The Industry Standard: How We Actually Do It
If you are working in a industry-standard DevOps team, you don't use manual scripts for user management. You use one of the following methods:
Configuration Management (Ansible, Puppet): We define the state of the user in a configuration file. Ansible is my favorite here because it is idempotent—if the user already exists, it does nothing; if they are missing, it creates them.
Centralized Identity (LDAP, Active Directory): In an enterprise, we connect servers to a central directory. When an employee leaves, we disable their account in one place, and they lose access everywhere instantly.
Cloud-Native IAM (AWS/GCP IAM): For cloud infrastructure, we often skip OS-level accounts entirely, using services like AWS SSM Session Manager to connect to instances without managing local users or SSH keys.
The Pragmatic Solution: create-user-automated.sh
Sometimes, you still need a shell script. Perhaps you are working on a small project or need a bootstrap script for a server's first boot. If you must use a script, make it non-interactive so it can be automated by a CI/CD pipeline.
Here is the "DevOps" way to write that script (create-user-automated.sh):
#!/bin/bash
#
# Name: create-user-automated.sh
# Description: Creates a new user on the local system non-interactively with a generated password.
# Usage: ./create-user-automated.sh <username> <full_name>
# Example call: ./create-user-automated.sh dak "Dakota"
# Ensure the script is run as root
if [[ "${UID}" -ne 0 ]]; then
echo 'Error: Please run with sudo or as root.' >&2
exit 1
fi
# Check for correct number of arguments
if [[ "${#}" -ne 2 ]]; then
echo "Usage: ${0} <username> <full_name>" >&2
exit 1
fi
USER_NAME="${1}"
COMMENT="${2}"
# Check if user already exists to maintain idempotency
if id "${USER_NAME}" &>/dev/null; then
echo "User ${USER_NAME} already exists. Skipping creation."
exit 0
fi
# Generate a random password (12 characters, alphanumeric + special characters)
PASSWORD=$(date +%s%N${RANDOM}${RANDOM} | sha256sum | head -c 12)
# Create the account
useradd -c "${COMMENT}" -m "${USER_NAME}"

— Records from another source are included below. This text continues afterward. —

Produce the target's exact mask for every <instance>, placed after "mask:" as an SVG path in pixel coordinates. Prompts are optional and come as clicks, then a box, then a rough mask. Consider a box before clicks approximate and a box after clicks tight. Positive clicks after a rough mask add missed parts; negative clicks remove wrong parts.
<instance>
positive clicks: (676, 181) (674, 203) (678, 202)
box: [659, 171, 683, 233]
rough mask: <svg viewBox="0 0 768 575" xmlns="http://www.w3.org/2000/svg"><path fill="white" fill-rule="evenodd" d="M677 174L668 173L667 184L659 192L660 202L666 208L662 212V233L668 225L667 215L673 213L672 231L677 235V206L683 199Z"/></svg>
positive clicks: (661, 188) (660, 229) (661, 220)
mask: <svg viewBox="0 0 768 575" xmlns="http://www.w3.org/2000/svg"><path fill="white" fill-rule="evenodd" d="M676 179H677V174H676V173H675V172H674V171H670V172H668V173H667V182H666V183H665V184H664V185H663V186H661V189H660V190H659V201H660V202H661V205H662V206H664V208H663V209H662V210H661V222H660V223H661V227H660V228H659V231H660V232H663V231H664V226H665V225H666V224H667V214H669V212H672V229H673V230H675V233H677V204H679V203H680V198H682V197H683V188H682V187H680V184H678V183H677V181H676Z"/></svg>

if [[ "${?}" -ne 0 ]]; then
echo "Error: Could not create account for ${USER_NAME}." >&2
exit 1
fi
# Set the generated password
echo "${PASSWORD}" | passwd --stdin "${USER_NAME}" &>/dev/null
if [[ "${?}" -ne 0 ]]; then
echo "Error: Could not set password for ${USER_NAME}." >&2
exit 1
fi
# Force password change on first login
passwd -e "${USER_NAME}" &>/dev/null
# Display output block for the Help Desk
cat <<EOF
------------------------------------------------------------
ACCOUNT PROVISIONING SUCCESSFUL
------------------------------------------------------------
System: ${HOSTNAME}
User: ${USER_NAME}
Temp Password: ${PASSWORD}
IMPORTANT:
The user will be required to change this password upon
their first successful login. Please forward these
credentials to the user securely.
------------------------------------------------------------
EOF
exit 0
The Engineer’s Mindset
Moving from a manual, interactive script to an automated, idempotent one isn't just about writing cleaner code—it’s about a change in mindset. It’s about building systems that don't require our constant presence to function.
By building this tool, I empowered the help desk to handle requests independently, ensured our provisioning was consistent and error-free, and most importantly, I regained the time I needed to focus on our high-priority server deployments.